We have examined friction performance, friction surface and chemistry of a carbon/silicon carbide ceramic (C/SiC) brake tested against an organic pad in air, and water spray environment. An average friction coefficient of 0.52 and 0.4 for a braking stop is achieved after bedding in air for a composite disc comprising 53.1% and 17.7% SiC/Si, respectively. It is identified that 100% SiC/Si and 50% Cf/C regions contribute the friction measurement. Tested in water spray, both brakes show a substantial fall of friction coefficient to a level <0.1. Evidences are provided for the existence of hydrodynamic friction. Friction transfer materials removal, SiC region polishing, and lower real contact pressure reinforce hydrodynamic process that a ceramic composite brake can experience.

Carbon fiber reinforced carbon-silicon carbide (Cf/C-SiC), also called carbon/silicon carbide (C/SiC), ceramic composite has been progressively used as a replacement of cast iron for producing brake discs used in high performance cars since such application was successfully demonstrated more than a decade ago. By now, almost all commercial C/SiC brake discs are paired with pads that are made of so-called low metallic friction material (also called organic pad), a type of composite that all abrasives, lubricants are included to improve the wear resistance, thermal diffusivity and mechanical robustness. Organic pads themselves are widely used to pair with  cast iron brake disc for a brake in a road vehicle. As known already, friction performance of a brake is highly sensible to the composite of such type of friction material.
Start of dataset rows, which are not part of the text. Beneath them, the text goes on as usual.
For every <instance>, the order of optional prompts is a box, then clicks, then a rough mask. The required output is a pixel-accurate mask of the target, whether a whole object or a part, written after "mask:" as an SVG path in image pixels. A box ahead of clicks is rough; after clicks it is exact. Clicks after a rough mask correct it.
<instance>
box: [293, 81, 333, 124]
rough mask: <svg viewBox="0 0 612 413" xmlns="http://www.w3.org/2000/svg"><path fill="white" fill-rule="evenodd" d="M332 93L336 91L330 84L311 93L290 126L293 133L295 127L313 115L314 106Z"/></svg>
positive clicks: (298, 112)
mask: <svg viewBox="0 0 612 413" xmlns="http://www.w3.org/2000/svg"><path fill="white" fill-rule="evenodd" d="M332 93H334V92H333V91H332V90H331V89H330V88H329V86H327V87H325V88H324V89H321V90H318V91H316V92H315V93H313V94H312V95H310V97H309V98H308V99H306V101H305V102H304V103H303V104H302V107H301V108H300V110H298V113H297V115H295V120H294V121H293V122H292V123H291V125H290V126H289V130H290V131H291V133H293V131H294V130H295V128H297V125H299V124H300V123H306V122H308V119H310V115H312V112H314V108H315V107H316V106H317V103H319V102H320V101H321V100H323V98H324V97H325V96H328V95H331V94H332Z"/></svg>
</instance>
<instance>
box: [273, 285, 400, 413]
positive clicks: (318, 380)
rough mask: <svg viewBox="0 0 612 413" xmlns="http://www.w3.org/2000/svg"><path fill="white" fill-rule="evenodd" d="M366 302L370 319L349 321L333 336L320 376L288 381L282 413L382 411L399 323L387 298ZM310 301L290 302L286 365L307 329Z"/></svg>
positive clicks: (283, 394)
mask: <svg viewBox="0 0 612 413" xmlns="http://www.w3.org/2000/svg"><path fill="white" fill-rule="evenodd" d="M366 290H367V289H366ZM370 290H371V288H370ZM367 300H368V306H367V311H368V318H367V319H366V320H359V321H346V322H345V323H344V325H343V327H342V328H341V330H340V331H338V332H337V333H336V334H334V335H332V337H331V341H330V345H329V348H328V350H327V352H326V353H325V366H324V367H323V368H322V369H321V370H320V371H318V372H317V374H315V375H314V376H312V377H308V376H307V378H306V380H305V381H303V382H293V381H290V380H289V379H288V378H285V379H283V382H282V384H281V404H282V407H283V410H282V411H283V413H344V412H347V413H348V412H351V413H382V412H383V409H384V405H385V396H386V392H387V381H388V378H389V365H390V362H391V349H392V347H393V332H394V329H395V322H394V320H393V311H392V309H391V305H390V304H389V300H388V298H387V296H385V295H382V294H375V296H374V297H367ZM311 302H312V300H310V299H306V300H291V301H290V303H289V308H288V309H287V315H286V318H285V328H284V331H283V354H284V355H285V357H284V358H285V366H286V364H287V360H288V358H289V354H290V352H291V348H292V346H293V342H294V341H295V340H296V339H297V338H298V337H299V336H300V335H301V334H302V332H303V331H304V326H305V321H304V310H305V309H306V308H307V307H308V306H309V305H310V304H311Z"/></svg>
However, there is not yet sufficient tribological knowledge published about a friction pair that consists of C/SiC and low metallic friction material, whilst one may expect that extensive testing must have been done in industry to achieve/optimise the required friction performance of a carbon ceramic brakes, as noted by Krenkel in the early time.

In the past years, a number of papers have been published on the tribological performance of carbon ceramic composite tested against itself under specific testing conditions, aiming for self-mated friction application. In general, cracking damage induced by abrasion in the contract regions, and oxidation caused by friction heat are the essential tribological mechanisms that govern the friction performance of a brake and its variation with testing conditions. However, such knowledge can hardly be transferred and applied to a carbon ceramic disc paired with an organic pad, because the structure and chemistry of the friction contact regions are changed, leading to different chemical and mechanical processes involved in braking.

C/SiC composite brake disc was recently tested and studied against organic pads, and sintered metallic materials, on a testing car, full-scale dynamometer, or laboratory-scale dynamometer. The studies have demonstrated that testing results generated from laboratory-scale dynamometer can provide sufficient understanding for predicting what could happen for a brake tested on a testing car, or a full-scale dynamometer. It was found that, among all tests, there exists a clear bedding stage tha significant numbers of braking stop are needed for a brake to achieve a stable friction coefficient. Examination of friction surface has revealed that in general friction transfer layer is not easily deposited on the friction surface of a carbon ceramic disc with a strong bond. Based on such prior knowledge, we are further motivated to know how the variation of ceramic constituents in C/SiC composites would influence the friction coefficient at bedded stage, and the bedding process as well.